I've made a few more trips back into the woods on my favorite path this afternoon - the bright sun streaming through the leafless trees and the stream singing my favorite song in the background - water that will eventually make its way past the building of cubes down in downtown Albany where my eyes would often gaze if I found myself near a window on the fifth floor...and it hit me once again...
Here I was, walking through the woods on a Thursday afternoon - a beautiful late-autumn day, and I was walking in the woods along the stream...harvesting tomorrows' heat from the garden in my back yard; and...harvesting a warmth that comes from realizing how very wealthy I am, as I walk amongst what no man can create - heaven.
Three and half years ago, I would have been sitting in a ten-by-ten cubicle...with my back to the window, my neck crooked while on the phone discussing what no longer mattered...to me.

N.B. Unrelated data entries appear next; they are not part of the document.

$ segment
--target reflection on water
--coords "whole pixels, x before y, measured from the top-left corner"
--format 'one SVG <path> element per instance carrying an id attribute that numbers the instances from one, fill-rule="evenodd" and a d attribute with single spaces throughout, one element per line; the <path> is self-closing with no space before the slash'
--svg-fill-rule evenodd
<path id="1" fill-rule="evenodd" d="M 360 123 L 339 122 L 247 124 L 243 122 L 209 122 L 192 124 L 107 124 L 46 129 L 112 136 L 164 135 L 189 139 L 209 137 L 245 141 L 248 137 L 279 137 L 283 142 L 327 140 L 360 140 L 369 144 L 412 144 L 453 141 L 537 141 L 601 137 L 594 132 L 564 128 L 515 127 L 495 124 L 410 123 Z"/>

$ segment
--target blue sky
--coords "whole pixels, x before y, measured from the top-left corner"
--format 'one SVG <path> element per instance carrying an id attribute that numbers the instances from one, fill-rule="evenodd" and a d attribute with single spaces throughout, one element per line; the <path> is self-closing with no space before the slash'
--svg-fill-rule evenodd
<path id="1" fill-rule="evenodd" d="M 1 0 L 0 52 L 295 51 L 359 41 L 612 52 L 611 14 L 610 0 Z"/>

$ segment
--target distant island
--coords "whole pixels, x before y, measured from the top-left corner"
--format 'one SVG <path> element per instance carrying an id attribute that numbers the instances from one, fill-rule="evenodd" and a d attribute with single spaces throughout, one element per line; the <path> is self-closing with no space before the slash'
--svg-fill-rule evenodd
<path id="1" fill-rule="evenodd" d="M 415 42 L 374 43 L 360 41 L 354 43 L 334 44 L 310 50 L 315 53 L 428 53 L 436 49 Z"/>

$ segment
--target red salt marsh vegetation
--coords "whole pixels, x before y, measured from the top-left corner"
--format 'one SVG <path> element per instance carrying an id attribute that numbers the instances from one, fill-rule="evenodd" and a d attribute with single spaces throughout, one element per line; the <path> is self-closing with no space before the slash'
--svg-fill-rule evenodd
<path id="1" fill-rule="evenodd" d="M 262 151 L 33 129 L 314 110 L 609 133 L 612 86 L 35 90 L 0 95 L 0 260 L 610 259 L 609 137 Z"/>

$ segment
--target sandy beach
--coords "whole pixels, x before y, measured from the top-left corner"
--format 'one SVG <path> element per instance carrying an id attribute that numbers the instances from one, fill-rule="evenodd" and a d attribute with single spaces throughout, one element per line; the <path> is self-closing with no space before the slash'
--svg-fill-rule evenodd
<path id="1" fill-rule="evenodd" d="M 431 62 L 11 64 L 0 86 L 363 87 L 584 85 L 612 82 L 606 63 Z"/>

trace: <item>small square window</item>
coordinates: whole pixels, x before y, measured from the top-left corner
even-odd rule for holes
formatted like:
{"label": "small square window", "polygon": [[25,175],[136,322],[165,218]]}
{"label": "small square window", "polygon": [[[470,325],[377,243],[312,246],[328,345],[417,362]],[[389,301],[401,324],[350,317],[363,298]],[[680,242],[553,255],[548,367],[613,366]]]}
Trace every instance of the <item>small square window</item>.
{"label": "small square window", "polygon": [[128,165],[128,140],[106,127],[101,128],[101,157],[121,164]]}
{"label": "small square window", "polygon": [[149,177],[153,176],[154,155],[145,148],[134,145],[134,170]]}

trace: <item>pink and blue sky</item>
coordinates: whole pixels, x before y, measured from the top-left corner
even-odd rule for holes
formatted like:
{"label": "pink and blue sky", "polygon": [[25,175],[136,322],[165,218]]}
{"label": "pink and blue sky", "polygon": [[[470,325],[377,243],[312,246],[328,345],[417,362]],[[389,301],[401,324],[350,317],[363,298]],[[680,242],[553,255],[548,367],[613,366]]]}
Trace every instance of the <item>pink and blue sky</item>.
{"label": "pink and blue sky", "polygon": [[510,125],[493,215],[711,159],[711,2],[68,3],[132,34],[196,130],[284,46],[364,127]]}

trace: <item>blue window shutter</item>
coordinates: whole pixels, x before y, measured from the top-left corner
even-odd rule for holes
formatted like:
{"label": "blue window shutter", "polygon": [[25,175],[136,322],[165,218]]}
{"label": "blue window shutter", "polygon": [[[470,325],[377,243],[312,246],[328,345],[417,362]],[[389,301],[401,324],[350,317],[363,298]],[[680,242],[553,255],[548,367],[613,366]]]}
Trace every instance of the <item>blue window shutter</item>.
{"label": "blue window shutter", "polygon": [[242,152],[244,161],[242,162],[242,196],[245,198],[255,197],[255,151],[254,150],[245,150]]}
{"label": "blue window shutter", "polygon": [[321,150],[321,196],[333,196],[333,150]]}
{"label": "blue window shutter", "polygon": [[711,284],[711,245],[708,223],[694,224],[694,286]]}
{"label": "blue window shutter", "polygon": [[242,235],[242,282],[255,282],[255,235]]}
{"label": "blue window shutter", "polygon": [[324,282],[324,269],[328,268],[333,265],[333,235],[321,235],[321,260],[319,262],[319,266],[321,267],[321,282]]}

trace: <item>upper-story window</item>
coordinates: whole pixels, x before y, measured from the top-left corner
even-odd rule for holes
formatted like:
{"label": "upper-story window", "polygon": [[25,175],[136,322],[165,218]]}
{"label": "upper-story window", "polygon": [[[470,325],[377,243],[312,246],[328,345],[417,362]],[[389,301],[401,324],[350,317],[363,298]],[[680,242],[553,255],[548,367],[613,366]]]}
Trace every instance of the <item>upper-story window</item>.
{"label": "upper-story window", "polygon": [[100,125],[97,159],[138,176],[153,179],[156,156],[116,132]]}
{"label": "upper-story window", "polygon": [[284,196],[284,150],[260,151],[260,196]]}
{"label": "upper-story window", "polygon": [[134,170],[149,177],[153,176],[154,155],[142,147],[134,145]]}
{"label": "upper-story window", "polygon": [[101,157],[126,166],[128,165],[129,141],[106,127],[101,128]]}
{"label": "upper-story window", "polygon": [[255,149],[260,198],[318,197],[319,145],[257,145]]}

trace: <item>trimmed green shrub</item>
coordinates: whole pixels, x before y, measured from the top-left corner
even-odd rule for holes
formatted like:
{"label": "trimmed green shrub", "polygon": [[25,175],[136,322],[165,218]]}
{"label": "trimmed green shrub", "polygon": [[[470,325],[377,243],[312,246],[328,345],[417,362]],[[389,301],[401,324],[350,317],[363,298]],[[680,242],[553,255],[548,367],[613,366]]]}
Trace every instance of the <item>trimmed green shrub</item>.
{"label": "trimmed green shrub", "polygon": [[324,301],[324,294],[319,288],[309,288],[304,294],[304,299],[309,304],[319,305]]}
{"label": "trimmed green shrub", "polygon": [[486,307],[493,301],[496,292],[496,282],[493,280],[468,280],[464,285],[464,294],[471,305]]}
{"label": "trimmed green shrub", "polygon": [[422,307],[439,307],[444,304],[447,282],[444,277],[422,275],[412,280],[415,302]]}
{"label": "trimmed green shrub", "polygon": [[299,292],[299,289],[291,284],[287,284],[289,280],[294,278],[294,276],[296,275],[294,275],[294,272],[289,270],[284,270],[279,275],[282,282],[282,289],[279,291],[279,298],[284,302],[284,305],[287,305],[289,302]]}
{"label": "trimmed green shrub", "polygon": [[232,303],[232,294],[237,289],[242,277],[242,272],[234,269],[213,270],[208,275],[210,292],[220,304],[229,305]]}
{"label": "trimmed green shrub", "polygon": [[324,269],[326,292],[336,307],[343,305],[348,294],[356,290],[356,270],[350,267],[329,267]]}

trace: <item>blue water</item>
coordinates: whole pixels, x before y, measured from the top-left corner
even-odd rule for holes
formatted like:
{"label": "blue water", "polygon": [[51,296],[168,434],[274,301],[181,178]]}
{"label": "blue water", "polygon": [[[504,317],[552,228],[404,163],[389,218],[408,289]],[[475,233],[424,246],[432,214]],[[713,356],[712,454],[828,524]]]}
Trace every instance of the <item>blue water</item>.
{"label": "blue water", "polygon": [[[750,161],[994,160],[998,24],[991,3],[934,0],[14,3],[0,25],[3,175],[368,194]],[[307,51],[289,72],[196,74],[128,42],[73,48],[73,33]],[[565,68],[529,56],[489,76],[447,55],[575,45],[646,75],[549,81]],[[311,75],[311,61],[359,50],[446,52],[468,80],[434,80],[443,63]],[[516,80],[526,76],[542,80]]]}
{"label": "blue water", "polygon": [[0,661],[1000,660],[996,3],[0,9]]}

Someone had to do it...and make the big bucks...and drive the shiny new cars...and live in a development with endless green lawns...but it didn't have to be me, at least...not any more.
And I think back to what I asked for as I left that building of cubes for the last time...it was "enough" - nothing more and nothing less, and I've come to realize that this is what I have. We each foretell our future...isn't it nice when we find ourselves in the heaven of our own making, which has always been there waiting for us to stop long enough to realize and revel in the moments where stories are born.